Optimisation of a sorption-enhanced chemical looping steam methane reforming process

An intensified hydrogen production steam reforming process named 'Sorption-Enhanced Chemical Looping Steam Methane Reforming' (SE-CL-SMR) was studied. Aspen Plus was used to carry out a thermodynamic investigation into the influence of various operating conditions on hydrogen production and process thermal efficiency. The steam to carbon molar ratio (S/C), the CaO to carbon molar ratio (CaO/C), the metal oxide to carbon molar ratio (MeO/C), the metal oxide composition (NiO:CuO), and the oxidising agent species were all shown to influence the process performance. The main findings were that; (1) the introduction of CaO reduces the potential for coke formation with predicted zero coke formation for CaO/C ratios > 0.4; (2) increasing amounts of metal oxide (MeO/C) and steam (S/C) enhance the hydrogen production yield and purity; (3) due to its involvement in an exothermic reaction, the presence of CuO allows for the reforming reactor to operate as an adiabatic reactor with an operating temperature within the range of 600 degrees C-700 degrees C; (4) an increase in the NiO:CuO ratio leads to an increase in methane conversion. With the operating conditions of S/C = 3, CaO/C = 1, MeO/C = 1, NiO:CuO = 0.9 and air as the oxidising agent, a hydrogen purity as high as 98% was predicted for the SE-CL-SMR process, along with the lowest observed CO2 production rate. Under the same conditions and using pinch analysis, the thermodynamic model prediction of the thermal process efficiency is reported as ca. 86%. This is significantly higher than the reported efficiency of 79% for the 'Sorption-Enhanced Steam Methane Reforming' (SE-SMR) process, predicted using similar thermodynamic models. (C) 2021 Institution of Chemical Engineers.
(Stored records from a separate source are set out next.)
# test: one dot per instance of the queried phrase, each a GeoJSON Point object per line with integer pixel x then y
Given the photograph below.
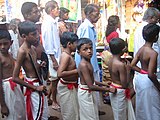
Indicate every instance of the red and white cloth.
{"type": "Point", "coordinates": [67, 93]}
{"type": "Point", "coordinates": [14, 100]}
{"type": "Point", "coordinates": [121, 103]}
{"type": "Point", "coordinates": [36, 103]}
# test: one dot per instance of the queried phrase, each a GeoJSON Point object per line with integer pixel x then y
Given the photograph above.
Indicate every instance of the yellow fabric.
{"type": "Point", "coordinates": [131, 42]}
{"type": "Point", "coordinates": [106, 55]}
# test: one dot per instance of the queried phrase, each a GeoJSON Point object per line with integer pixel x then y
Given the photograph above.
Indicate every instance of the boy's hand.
{"type": "Point", "coordinates": [4, 111]}
{"type": "Point", "coordinates": [128, 65]}
{"type": "Point", "coordinates": [112, 90]}
{"type": "Point", "coordinates": [40, 88]}
{"type": "Point", "coordinates": [43, 64]}
{"type": "Point", "coordinates": [55, 65]}
{"type": "Point", "coordinates": [107, 83]}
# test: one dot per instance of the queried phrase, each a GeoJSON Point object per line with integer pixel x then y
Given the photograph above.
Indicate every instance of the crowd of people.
{"type": "Point", "coordinates": [29, 58]}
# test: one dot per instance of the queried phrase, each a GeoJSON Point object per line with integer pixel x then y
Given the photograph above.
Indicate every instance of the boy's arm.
{"type": "Point", "coordinates": [88, 79]}
{"type": "Point", "coordinates": [123, 75]}
{"type": "Point", "coordinates": [152, 70]}
{"type": "Point", "coordinates": [134, 62]}
{"type": "Point", "coordinates": [15, 77]}
{"type": "Point", "coordinates": [64, 63]}
{"type": "Point", "coordinates": [4, 108]}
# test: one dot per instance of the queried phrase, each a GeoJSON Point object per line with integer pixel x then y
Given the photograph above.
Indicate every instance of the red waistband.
{"type": "Point", "coordinates": [126, 92]}
{"type": "Point", "coordinates": [69, 85]}
{"type": "Point", "coordinates": [115, 86]}
{"type": "Point", "coordinates": [87, 89]}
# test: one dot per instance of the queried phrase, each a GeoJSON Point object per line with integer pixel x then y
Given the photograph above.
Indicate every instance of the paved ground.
{"type": "Point", "coordinates": [104, 107]}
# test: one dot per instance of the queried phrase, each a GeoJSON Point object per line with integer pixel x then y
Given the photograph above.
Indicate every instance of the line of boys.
{"type": "Point", "coordinates": [85, 69]}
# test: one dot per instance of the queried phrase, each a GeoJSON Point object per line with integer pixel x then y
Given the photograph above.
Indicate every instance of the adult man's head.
{"type": "Point", "coordinates": [52, 9]}
{"type": "Point", "coordinates": [30, 12]}
{"type": "Point", "coordinates": [63, 15]}
{"type": "Point", "coordinates": [92, 13]}
{"type": "Point", "coordinates": [151, 15]}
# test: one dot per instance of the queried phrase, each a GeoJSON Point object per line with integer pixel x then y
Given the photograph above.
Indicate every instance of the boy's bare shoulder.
{"type": "Point", "coordinates": [83, 65]}
{"type": "Point", "coordinates": [22, 50]}
{"type": "Point", "coordinates": [65, 57]}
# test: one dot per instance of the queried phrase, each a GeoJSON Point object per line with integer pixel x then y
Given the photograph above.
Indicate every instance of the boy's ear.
{"type": "Point", "coordinates": [69, 43]}
{"type": "Point", "coordinates": [11, 42]}
{"type": "Point", "coordinates": [78, 51]}
{"type": "Point", "coordinates": [23, 36]}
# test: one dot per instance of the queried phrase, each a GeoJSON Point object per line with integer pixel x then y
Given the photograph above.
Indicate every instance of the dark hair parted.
{"type": "Point", "coordinates": [150, 13]}
{"type": "Point", "coordinates": [27, 8]}
{"type": "Point", "coordinates": [116, 45]}
{"type": "Point", "coordinates": [90, 8]}
{"type": "Point", "coordinates": [50, 5]}
{"type": "Point", "coordinates": [26, 27]}
{"type": "Point", "coordinates": [68, 37]}
{"type": "Point", "coordinates": [4, 34]}
{"type": "Point", "coordinates": [63, 11]}
{"type": "Point", "coordinates": [150, 31]}
{"type": "Point", "coordinates": [83, 41]}
{"type": "Point", "coordinates": [113, 22]}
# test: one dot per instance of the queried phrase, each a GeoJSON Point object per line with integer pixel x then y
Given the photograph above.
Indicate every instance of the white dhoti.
{"type": "Point", "coordinates": [87, 103]}
{"type": "Point", "coordinates": [147, 98]}
{"type": "Point", "coordinates": [36, 103]}
{"type": "Point", "coordinates": [14, 100]}
{"type": "Point", "coordinates": [67, 93]}
{"type": "Point", "coordinates": [121, 105]}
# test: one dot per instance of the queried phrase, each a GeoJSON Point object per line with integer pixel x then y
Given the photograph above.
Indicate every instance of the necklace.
{"type": "Point", "coordinates": [67, 52]}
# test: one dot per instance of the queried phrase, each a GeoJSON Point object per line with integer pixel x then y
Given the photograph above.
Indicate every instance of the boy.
{"type": "Point", "coordinates": [27, 59]}
{"type": "Point", "coordinates": [51, 44]}
{"type": "Point", "coordinates": [11, 97]}
{"type": "Point", "coordinates": [147, 87]}
{"type": "Point", "coordinates": [120, 75]}
{"type": "Point", "coordinates": [67, 72]}
{"type": "Point", "coordinates": [88, 85]}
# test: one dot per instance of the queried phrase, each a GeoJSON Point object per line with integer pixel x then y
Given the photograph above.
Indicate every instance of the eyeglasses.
{"type": "Point", "coordinates": [96, 14]}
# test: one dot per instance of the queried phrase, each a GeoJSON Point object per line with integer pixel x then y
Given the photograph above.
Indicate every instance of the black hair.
{"type": "Point", "coordinates": [68, 37]}
{"type": "Point", "coordinates": [116, 45]}
{"type": "Point", "coordinates": [5, 34]}
{"type": "Point", "coordinates": [90, 8]}
{"type": "Point", "coordinates": [26, 27]}
{"type": "Point", "coordinates": [83, 41]}
{"type": "Point", "coordinates": [27, 8]}
{"type": "Point", "coordinates": [150, 31]}
{"type": "Point", "coordinates": [151, 12]}
{"type": "Point", "coordinates": [63, 11]}
{"type": "Point", "coordinates": [50, 5]}
{"type": "Point", "coordinates": [113, 22]}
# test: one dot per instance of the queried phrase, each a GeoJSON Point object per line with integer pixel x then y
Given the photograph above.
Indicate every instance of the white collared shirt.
{"type": "Point", "coordinates": [50, 36]}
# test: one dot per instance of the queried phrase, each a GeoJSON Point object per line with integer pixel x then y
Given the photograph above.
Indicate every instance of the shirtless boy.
{"type": "Point", "coordinates": [88, 86]}
{"type": "Point", "coordinates": [147, 87]}
{"type": "Point", "coordinates": [120, 75]}
{"type": "Point", "coordinates": [26, 58]}
{"type": "Point", "coordinates": [11, 97]}
{"type": "Point", "coordinates": [67, 72]}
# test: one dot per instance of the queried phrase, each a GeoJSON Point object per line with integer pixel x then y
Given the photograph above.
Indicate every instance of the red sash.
{"type": "Point", "coordinates": [29, 102]}
{"type": "Point", "coordinates": [69, 85]}
{"type": "Point", "coordinates": [126, 92]}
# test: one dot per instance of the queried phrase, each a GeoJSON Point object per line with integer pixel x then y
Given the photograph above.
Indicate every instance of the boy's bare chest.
{"type": "Point", "coordinates": [7, 62]}
{"type": "Point", "coordinates": [71, 64]}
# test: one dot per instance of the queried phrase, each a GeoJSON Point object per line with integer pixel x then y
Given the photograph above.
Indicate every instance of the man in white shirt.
{"type": "Point", "coordinates": [51, 44]}
{"type": "Point", "coordinates": [151, 15]}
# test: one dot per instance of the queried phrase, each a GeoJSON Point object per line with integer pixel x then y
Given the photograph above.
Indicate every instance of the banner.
{"type": "Point", "coordinates": [74, 7]}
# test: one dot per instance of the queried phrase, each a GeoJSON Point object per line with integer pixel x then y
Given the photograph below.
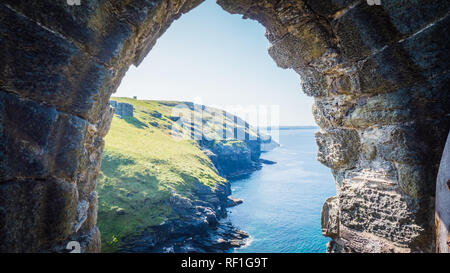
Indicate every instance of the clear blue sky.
{"type": "Point", "coordinates": [221, 59]}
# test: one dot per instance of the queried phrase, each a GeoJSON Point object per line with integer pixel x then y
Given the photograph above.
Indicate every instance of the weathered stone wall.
{"type": "Point", "coordinates": [378, 75]}
{"type": "Point", "coordinates": [122, 109]}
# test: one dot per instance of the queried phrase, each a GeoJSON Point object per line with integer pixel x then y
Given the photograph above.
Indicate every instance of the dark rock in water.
{"type": "Point", "coordinates": [232, 201]}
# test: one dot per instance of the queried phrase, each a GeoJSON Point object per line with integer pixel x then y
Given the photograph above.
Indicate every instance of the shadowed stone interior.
{"type": "Point", "coordinates": [378, 74]}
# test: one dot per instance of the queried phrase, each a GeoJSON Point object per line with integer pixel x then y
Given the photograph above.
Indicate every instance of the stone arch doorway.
{"type": "Point", "coordinates": [377, 73]}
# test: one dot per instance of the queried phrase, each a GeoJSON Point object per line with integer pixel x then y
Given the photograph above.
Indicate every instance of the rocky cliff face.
{"type": "Point", "coordinates": [378, 75]}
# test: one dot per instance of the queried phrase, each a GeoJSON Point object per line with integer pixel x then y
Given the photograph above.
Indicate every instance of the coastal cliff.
{"type": "Point", "coordinates": [160, 192]}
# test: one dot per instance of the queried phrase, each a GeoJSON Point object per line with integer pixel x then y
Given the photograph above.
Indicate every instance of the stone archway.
{"type": "Point", "coordinates": [378, 75]}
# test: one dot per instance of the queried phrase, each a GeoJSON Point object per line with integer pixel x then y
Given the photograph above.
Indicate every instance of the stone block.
{"type": "Point", "coordinates": [364, 29]}
{"type": "Point", "coordinates": [41, 65]}
{"type": "Point", "coordinates": [38, 141]}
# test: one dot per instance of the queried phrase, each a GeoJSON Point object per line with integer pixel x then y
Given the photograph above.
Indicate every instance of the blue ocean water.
{"type": "Point", "coordinates": [282, 202]}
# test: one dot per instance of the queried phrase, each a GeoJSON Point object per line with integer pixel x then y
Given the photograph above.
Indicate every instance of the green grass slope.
{"type": "Point", "coordinates": [142, 166]}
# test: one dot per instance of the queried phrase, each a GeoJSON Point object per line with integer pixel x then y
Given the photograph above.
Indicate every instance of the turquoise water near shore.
{"type": "Point", "coordinates": [282, 202]}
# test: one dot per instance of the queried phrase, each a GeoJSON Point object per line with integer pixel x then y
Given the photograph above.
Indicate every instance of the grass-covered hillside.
{"type": "Point", "coordinates": [143, 167]}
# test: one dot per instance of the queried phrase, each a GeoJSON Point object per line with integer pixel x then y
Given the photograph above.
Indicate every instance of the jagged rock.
{"type": "Point", "coordinates": [379, 75]}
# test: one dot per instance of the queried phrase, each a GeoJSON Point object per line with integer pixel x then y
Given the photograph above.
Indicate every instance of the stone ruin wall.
{"type": "Point", "coordinates": [378, 75]}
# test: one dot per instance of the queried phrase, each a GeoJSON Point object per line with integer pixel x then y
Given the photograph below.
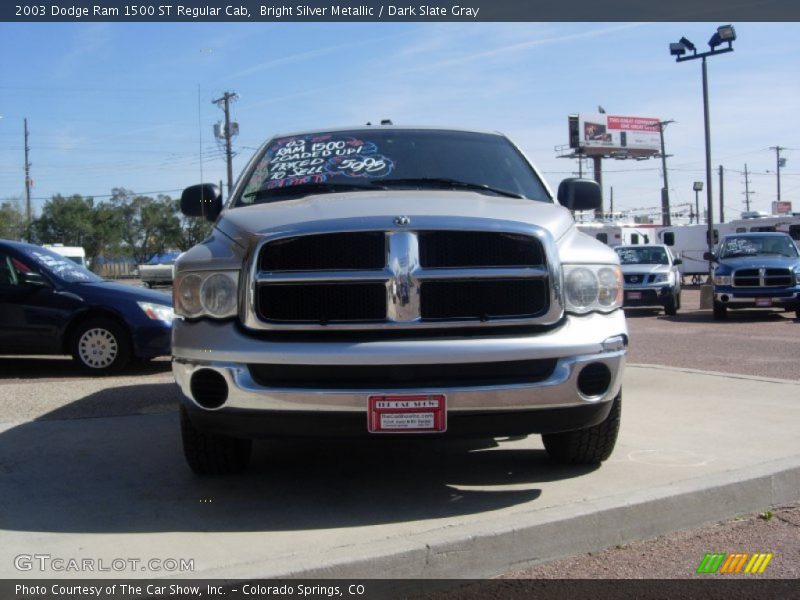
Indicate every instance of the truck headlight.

Published by Elsevier B.V. All rights reserved.

Automated summary

The study investigated the impact of operating conditions on hydrogen production and process thermal efficiency for the SE-CL-SMR process, finding that factors such as CaO/C ratio, MeO/C ratio, and oxidising agent species play a significant role. The introduction of CaO reduces coke formation, while increasing MeO/C and S/C enhances hydrogen yield and purity. The presence of CuO allows for adiabatic reactor operation and an increase in NiO:CuO ratio leads to higher methane conversion rates.